International Journal of Engineering, Science and Information Technology
Vol 2, No 3 (2022)

Comparison of CSPDarkNet53, CSPResNeXt-50, and EfficientNet-B0 Backbones on YOLO V4 as Object Detector

Marsa Mahasin (National Institute of Technology, Bandung)
Irma Amelia Dewi (National Institute of Technology, Bandung)



Article Info

Publish Date
14 Sep 2022

Abstract

YOLO v4 has a structure consisting of 3 parts: backbone, neck, and head. The backbone is a part of the YOLO v4 structure that serves as a feature extractor from the image; the backbone is also a convolutional neural network that can be replaced with another convolutional neural network.

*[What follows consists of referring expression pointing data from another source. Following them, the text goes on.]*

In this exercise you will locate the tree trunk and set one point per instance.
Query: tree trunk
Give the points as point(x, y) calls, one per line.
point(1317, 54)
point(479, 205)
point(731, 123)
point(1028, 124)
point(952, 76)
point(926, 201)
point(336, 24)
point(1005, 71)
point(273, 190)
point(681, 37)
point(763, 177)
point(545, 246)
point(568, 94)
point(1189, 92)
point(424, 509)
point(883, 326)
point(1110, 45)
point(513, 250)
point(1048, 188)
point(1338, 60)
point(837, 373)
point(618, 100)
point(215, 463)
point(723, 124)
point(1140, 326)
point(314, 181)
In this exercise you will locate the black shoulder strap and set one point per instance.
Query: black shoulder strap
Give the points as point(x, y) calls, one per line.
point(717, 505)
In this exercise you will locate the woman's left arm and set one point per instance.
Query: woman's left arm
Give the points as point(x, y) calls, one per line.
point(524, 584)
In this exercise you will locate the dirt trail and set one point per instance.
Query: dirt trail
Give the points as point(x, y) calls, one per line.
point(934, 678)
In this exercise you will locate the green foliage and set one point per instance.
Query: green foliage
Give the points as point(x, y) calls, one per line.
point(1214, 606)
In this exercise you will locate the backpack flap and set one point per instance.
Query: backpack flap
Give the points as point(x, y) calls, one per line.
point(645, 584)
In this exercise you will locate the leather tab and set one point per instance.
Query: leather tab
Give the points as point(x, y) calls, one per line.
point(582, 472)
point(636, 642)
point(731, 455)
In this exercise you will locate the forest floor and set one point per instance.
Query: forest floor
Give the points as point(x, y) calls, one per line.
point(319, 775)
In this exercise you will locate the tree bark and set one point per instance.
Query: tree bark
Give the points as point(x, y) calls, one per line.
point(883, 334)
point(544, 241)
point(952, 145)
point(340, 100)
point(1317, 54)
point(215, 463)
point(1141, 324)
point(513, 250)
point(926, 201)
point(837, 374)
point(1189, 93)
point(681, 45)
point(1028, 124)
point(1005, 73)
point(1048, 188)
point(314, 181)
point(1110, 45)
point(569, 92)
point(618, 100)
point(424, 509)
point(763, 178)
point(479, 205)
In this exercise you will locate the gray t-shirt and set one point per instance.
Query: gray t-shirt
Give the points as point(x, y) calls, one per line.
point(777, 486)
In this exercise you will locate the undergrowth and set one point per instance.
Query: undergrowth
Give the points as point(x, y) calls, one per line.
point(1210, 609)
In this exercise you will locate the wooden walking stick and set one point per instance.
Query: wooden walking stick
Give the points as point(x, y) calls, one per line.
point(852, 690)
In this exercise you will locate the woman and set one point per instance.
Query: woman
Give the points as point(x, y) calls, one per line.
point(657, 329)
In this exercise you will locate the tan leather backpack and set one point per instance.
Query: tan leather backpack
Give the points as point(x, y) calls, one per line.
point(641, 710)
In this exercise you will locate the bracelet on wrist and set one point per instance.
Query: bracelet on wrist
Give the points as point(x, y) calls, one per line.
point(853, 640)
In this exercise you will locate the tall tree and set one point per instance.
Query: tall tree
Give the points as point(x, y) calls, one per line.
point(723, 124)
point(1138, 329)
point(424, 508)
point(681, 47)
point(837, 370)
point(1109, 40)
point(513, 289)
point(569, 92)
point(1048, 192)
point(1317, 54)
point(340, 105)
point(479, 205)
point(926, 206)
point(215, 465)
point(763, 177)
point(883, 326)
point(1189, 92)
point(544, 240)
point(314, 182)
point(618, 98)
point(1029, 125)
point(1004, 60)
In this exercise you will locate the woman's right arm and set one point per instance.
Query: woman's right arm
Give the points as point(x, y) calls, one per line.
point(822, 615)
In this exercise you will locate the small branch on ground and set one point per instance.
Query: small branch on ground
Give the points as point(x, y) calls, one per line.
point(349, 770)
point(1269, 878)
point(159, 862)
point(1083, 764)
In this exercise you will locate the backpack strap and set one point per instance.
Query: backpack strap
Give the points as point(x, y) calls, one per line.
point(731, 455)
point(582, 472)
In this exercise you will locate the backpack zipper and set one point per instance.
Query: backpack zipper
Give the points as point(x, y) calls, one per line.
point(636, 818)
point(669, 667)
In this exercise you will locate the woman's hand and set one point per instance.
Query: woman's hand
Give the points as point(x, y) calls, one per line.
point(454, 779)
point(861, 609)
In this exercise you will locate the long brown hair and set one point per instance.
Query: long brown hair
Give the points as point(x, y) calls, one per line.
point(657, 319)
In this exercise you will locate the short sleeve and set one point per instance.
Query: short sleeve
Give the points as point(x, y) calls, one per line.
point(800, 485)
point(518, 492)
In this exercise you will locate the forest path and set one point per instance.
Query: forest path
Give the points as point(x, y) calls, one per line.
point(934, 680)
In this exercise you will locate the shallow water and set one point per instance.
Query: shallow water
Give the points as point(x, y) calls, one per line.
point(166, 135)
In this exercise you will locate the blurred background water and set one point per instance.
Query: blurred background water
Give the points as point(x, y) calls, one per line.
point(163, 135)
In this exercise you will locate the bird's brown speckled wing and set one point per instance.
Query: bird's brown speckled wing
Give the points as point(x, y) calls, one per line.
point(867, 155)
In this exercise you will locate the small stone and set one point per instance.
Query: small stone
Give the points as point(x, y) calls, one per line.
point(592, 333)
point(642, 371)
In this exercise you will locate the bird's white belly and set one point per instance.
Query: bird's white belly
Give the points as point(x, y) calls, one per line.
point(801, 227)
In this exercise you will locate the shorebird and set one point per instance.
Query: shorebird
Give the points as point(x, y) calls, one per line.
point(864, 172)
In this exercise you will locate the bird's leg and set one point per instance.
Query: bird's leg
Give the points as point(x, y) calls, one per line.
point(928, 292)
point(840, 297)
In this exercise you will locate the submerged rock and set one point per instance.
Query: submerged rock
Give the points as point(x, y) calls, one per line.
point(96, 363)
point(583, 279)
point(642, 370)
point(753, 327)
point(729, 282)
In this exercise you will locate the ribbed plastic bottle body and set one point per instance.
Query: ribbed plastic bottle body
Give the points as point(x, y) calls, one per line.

Many backbones are recommended by previous research, such as CSPDarkNet53, CSPResNeXt-50, and EfficientNet-B0. Therefore, research needs to be done to determine the effect of different backbones on the  YOLO v4 model. One of the research objects that can be used is a microfossil. Research on the detection of microfossils is fundamental to assist paleontologists in knowing the species of microfossils as a determinant of rock age and distinguishing between similar microfossils. In this research, three backbones consisting of CSPDarkNet53, CSPResNeXt-50, and EfficientNet-B0 were used to train and detect image sets of 5 species of foraminiferal microfossils. The results were evaluated to determine the advantages of each backbone. There are a few metrics are that being used for evaluation, namely precision, recall, f1-score, average precision (AP), mean average precision (mAP), frames per second (FPS), and model size. As a result, the mean average precision (mAP) of the CSPDarkNet53 model reached 83.41%, the highest compared to CSPResNeXt-50 and EfficientNet-B0, which get a value of 81,00% and 81,76%. CSPResNeXt-50 model has a precision of 75.60%, recall of 81.10%, and f1-score of 78%. CSPDarkNet53 model also got the highest FPS value of 33.4FPS. However, the YOLO v4 model with the EfficientNet-B0 backbone is the lightest model, with only 156.8 MB.

Copyrights © 2022